The reaction of Saul’s conversion was not unlike the modern-day reaction to the conversion of a man whose name was prominently linked with the WATERGATE AFFAIR. Chuck Colson was a man who reportedly would walk over his own grandmother for the cause of a political party. Who would believe that he really could mean business about Jesus Christ? In his book, Born Again, Chuck Colson tells of a similar experience shortly after he met Christ. It was a face-to-face encounter with Harold Hughes, a man considered to be one of his most bitter enemies.

When Colson described his conversion, Hughes threw his arms around him and said, “Chuck, what you’ve said is good enough for me. I believe you!” He accepted him fully as a brother. Two men who had been political enemies were now united by a common faith. In the turbulent days and months that followed, Senator Harold Hughes was a tremendous help to the struggling Christian novice. What a genuine example of seeing the best in others!
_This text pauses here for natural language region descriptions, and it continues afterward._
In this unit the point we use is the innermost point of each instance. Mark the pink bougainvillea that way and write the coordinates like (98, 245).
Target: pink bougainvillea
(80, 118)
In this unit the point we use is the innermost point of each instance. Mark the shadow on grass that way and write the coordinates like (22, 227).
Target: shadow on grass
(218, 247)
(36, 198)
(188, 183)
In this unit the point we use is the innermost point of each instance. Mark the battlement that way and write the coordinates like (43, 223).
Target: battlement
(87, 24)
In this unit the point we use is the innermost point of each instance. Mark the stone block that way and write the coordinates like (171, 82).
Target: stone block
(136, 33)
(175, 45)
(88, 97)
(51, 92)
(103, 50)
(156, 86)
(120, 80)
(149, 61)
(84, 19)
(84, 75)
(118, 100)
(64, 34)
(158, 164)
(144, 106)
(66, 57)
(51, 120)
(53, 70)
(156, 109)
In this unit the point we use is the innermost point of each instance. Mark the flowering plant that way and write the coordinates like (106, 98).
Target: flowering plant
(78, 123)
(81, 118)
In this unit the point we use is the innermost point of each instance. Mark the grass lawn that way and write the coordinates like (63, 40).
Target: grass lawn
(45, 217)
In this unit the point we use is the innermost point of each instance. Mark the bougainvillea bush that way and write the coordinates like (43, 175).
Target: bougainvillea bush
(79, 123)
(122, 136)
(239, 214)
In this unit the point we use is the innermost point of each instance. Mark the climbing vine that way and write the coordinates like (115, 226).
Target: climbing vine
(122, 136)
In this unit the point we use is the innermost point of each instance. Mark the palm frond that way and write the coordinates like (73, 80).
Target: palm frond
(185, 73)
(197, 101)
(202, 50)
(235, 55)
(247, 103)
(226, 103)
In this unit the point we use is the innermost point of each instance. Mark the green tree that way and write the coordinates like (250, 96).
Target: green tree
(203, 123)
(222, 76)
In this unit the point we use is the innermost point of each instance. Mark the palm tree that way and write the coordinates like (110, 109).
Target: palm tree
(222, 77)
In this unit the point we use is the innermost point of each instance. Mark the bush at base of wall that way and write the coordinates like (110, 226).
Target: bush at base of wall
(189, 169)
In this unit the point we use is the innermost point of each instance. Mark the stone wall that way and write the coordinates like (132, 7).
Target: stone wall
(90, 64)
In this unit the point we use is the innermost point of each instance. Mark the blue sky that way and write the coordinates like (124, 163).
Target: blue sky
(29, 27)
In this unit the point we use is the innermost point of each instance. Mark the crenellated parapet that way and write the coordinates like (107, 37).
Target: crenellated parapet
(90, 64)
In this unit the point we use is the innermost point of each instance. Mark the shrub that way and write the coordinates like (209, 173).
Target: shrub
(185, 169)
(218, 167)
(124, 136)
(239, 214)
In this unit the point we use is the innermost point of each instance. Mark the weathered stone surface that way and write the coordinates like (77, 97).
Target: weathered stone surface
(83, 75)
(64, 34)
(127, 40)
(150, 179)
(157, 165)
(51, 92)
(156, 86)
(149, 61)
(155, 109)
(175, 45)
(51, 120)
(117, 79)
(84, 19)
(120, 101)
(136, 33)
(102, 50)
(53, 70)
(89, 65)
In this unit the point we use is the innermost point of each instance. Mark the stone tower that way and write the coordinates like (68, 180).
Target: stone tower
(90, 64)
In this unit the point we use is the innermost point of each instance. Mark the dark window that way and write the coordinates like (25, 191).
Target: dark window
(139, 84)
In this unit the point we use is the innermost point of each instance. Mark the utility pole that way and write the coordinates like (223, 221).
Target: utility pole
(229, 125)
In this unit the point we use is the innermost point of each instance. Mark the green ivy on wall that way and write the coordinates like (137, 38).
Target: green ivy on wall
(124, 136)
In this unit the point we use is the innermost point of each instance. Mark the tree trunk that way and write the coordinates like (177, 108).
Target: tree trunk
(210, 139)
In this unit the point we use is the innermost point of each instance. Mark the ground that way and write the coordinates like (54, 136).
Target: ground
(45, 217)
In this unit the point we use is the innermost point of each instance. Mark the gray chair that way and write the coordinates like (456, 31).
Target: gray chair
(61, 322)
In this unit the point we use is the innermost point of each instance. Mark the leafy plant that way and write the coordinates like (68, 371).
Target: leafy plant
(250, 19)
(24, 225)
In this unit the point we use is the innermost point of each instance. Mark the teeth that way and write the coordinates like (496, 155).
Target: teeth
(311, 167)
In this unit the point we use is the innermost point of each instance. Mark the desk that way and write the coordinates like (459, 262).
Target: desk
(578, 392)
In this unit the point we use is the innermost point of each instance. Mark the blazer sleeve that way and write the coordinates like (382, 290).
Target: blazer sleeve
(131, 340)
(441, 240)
Guideline #3: Get your focus off your problems and look for someone who is discouraged, someone you can help. This is perhaps the most important of all! Let’s face it! All of us have our own individual challenges and problems. We can either be engulfed by them, or break through our problems and help another. By encouraging another, you’ll discover that you’ve really lifted yourself. Nothing is as small as your own little world and nothing is as large as being part of lifting another!

The writer of Hebrews says that we are to encourage one another daily as we see the day of Christ approaching. Encouragement isn’t something you practice. It is something that you are! Think about it.